In our experiments, a strong competitive inhibitor of all three isoforms of animal NO synthase (NOS), L-NMMA, inhibited the accumulation of GUS activity in transgenic Arabidopsis harboring the GUS gene driven by a cytokinin-sensitive ARR5 promoter. In accordance with earlier publication [], this inhibitor also suppressed cytokinin-dependent betacyanin accumulation in Amaranthus. In the Arabidopsis assay system, the effectiveness of L-NMMA was higher than in Amaranthus one: 1–2 mM L-NMMA inhibited cytokinin-induced effect in Arabidopsis at about 80–90%. In Amaranthus, similar inhibition was observed with 5 mM L-NMMA.
In addition to L-NMMA we have used its D-isomer (D-NMMA) which does not affect animal NOS. Experiments with L- and D-isomers have shown that both isomers were able to inhibit cytokinin action with similar effectiveness. Thus no functional difference between the active (in animals) L-form and its inactive D-analog was revealed in the Arabidopsis assay system.
To obtain more direct evidence, we treated Arabidopsis seedlings with NO. Arabidopsis seedlings were incubated in the presence of the NO donors NOR3 or SNAP. In our experiments neither SNAP nor NOR3, both tested in a wide concentration range, caused a cytokinin-like effect, namely the enhancement of GUS activity. This result argues against a role for NO as a direct messenger of the cytokinin signal. However, it does not exclude the possibility that NO has a role in a some parallel transduction pathway, which could be indispensable to effective cytokinin signaling. This possibility was tested experimentally by adding NO donors to Arabidopsis plants which were treated with BA and L-NMMA. However experiments showed that NO did not alleviate the L-NMMA inhibition of cytokinin-induced GUS activity. This result also does not support the participation of NO in cytokinin signal transduction to primary response genes, at least in Arabidopsis.
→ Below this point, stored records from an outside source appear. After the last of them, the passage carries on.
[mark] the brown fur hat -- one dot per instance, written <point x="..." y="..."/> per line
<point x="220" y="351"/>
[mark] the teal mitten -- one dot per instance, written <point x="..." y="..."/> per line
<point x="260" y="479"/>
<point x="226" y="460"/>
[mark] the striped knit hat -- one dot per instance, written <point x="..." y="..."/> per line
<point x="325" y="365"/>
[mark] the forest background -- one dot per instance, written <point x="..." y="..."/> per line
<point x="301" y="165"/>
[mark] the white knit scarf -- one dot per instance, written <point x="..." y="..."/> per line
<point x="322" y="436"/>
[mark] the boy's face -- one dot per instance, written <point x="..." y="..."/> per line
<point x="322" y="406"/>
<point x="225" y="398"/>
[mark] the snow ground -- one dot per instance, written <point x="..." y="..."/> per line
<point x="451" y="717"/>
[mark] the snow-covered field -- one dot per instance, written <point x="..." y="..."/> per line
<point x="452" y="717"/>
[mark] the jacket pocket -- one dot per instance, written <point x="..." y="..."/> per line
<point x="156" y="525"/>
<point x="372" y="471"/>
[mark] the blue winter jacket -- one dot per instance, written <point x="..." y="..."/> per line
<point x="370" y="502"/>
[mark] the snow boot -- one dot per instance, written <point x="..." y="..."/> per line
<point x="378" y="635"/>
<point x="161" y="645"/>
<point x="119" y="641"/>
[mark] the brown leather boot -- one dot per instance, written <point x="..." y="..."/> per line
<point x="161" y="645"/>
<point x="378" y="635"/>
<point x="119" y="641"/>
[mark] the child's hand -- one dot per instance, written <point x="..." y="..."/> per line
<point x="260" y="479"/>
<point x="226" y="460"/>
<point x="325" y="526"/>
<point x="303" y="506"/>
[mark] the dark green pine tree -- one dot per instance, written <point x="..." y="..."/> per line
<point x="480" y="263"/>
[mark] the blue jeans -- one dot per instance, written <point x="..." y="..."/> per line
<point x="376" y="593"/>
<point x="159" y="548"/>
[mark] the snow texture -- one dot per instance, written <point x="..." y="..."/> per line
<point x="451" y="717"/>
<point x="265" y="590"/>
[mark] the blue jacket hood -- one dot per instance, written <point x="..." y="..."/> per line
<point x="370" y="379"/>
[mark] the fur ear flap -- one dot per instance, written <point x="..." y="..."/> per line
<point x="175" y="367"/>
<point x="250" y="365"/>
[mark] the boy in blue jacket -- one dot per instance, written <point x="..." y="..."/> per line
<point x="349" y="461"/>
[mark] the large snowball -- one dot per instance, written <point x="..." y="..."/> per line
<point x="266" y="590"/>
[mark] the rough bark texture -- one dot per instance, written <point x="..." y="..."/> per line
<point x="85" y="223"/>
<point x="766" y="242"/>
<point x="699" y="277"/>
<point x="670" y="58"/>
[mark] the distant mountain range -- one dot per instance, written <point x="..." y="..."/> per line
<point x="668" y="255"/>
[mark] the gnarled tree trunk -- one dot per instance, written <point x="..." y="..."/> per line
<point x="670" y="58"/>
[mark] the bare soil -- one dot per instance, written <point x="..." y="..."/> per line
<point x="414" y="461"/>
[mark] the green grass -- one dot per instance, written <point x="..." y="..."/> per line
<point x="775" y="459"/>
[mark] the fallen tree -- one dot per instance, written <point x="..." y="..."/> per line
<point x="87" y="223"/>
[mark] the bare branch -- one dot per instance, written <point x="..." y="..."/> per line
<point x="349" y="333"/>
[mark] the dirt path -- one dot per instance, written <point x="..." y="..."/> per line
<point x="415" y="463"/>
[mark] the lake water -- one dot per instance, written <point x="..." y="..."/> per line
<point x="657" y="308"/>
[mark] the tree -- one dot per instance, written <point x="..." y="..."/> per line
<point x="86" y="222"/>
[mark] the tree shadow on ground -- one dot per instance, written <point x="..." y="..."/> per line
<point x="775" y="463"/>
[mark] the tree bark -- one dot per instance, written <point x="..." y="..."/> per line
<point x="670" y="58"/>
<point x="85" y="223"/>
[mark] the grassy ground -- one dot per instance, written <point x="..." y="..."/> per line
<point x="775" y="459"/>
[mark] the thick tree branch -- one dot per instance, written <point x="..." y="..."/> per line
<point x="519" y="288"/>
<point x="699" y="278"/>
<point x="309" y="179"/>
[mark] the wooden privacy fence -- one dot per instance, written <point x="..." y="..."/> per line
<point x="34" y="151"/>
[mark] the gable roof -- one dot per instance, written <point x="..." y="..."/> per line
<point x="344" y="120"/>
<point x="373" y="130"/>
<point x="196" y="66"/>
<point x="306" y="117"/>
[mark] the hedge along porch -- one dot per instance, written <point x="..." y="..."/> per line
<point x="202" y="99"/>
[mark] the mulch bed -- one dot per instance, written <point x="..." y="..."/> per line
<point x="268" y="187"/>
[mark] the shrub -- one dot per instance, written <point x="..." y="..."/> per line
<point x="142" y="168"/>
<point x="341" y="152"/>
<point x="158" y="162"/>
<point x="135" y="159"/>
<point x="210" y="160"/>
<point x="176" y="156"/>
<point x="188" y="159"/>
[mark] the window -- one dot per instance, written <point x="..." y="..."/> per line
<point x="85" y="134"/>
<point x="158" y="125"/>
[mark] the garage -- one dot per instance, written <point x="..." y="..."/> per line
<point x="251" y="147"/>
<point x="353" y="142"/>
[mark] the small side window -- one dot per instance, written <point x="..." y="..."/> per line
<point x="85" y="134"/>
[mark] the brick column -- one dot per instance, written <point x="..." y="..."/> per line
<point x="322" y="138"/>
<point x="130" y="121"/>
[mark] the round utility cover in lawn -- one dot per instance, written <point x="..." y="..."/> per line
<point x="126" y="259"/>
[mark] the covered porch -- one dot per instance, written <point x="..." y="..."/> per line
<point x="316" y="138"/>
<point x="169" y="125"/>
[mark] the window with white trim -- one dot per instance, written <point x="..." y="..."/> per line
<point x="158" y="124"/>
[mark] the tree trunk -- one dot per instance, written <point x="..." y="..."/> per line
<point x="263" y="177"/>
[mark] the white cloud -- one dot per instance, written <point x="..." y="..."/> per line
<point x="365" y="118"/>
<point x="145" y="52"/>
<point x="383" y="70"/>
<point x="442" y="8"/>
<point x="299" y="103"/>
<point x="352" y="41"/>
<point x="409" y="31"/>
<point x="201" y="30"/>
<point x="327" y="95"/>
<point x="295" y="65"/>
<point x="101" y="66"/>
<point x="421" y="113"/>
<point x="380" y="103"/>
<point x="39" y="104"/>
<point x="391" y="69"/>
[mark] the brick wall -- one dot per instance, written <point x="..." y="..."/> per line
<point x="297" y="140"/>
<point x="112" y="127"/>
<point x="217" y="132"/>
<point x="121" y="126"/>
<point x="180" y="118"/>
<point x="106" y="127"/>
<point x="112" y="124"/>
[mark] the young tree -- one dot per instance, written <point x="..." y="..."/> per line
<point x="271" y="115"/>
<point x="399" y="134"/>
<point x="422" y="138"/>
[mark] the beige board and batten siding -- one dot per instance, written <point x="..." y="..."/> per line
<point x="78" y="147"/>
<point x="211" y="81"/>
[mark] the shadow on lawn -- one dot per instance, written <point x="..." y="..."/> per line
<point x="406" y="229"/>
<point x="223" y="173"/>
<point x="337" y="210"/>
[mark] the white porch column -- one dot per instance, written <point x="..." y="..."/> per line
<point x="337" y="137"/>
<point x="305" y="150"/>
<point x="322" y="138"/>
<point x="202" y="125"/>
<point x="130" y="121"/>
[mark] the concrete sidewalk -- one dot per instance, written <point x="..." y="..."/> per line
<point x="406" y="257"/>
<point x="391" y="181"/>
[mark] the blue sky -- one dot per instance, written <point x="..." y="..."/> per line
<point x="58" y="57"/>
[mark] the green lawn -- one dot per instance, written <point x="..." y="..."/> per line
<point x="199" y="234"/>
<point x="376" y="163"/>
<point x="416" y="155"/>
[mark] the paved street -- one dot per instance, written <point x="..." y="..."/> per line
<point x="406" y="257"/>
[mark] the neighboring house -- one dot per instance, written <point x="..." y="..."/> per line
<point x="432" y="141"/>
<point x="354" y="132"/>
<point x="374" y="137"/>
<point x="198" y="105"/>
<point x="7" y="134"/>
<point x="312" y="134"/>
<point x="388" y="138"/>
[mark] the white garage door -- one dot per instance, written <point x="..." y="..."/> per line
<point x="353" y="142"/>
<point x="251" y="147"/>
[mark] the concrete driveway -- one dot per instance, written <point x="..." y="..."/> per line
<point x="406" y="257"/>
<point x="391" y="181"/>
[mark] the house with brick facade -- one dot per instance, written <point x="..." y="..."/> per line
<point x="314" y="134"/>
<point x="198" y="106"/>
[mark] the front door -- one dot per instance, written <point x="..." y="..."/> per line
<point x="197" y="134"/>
Next we explored whether L-NMMA inhibits cytokinin signaling at an early stage (before gene activation) or acts posttranscriptionally. To this end we analysed the steady state levels of GUS transcripts 35 min after cytokinin treatment of Arabidopsis seedlings. Results demonstrated that with no cytokinin treatment GUS gene expression was very low, the radioactive signal being hardly detectable. 35 min after cytokinin treatment a more than 30-fold increase of the GUS transcript was detected. 5 mM L-NMMA, which strongly inhibits the cytokinin-induced accumulation of GUS activity, had no influence on the cytokinin-induced accumulation of GUS transcripts. This result shows that L-NMMA acts posttranscriptionally.